Furthermore, it would seem, dilemmas shouldn’t be the primary focus, lest the students focus on rare exceptions instead of on the choices they must make every day. As Kilpatrick says,
Before students begin to think about the qualifications, exceptions, and fine points that surround difficult cases they will seldom or never face, they need to build the kind of character that will allow them to act well in the very clear-cut situations they face daily (p. 88).
Education: Professionals Only?
Listen to the defense of public schools by members of teachers’ unions, local educational associations, or professors of education in universities, and one hears few new ideas and no radical proposals. Instead, they tend to blame parents. This seems odd since these are often the very same people who have been telling us for decades that they are “professionals.” (A major — though usually unstated — function of public education, as articulated by founders such as Horace Mann, has been to detach students from their parents in order to make them more dependent upon the state for their primary means of making sense out of the world.) So, after having our children for about eight hours every day and after receiving our tax money, now they say that it is up to us parents to teach our children after we get home from work or they cannot be taught.

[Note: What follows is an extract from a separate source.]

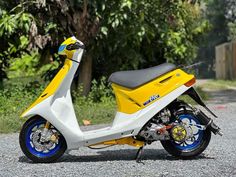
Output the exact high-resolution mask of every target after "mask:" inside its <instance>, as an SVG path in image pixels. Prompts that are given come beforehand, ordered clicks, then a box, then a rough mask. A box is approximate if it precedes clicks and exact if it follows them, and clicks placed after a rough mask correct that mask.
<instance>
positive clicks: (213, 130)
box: [195, 109, 223, 136]
mask: <svg viewBox="0 0 236 177" xmlns="http://www.w3.org/2000/svg"><path fill="white" fill-rule="evenodd" d="M195 115H196V116H197V117H198V118H199V119H200V120H201V122H202V124H203V125H205V126H206V128H209V129H210V130H211V131H212V132H213V133H214V134H215V135H216V134H218V135H220V136H222V135H223V133H222V132H221V131H220V127H218V126H217V125H216V124H215V123H214V122H213V120H212V119H211V118H210V117H208V116H207V115H206V114H204V113H203V112H202V111H201V110H199V109H197V110H195Z"/></svg>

The truth is out. Education is not a matter for “professionals.” Education is a mystery, a complex interaction between human beings who care about one another. The positive effects seen in some home-schooled children suggest that parents may very well know more about education than the educators. — William Willimon, “I Was Wrong About Christian Schools,” Christianity Today 37.2 (Feb. 8, 1993): 30.
Cruciform Education
Here’s a new essay by Peter Leithart on “Cruciform Education.” A lot of it is quotable, but I’ll simply give you this snippet:
All philosophy originates in wonder at the strangeness of the world, but the Christian philosopher finds the world infinitely stranger than Parmenides or Plato could have dreamed. For Christian philosophy, the central questions must be, “What kind of world do we live in if everything hinges on a crucifixion one spring afternoon in first-century Palestine?” and “What kind of world is it if ultimate reality reveals itself as Gift, as incarnate and self-sacrificing Love?”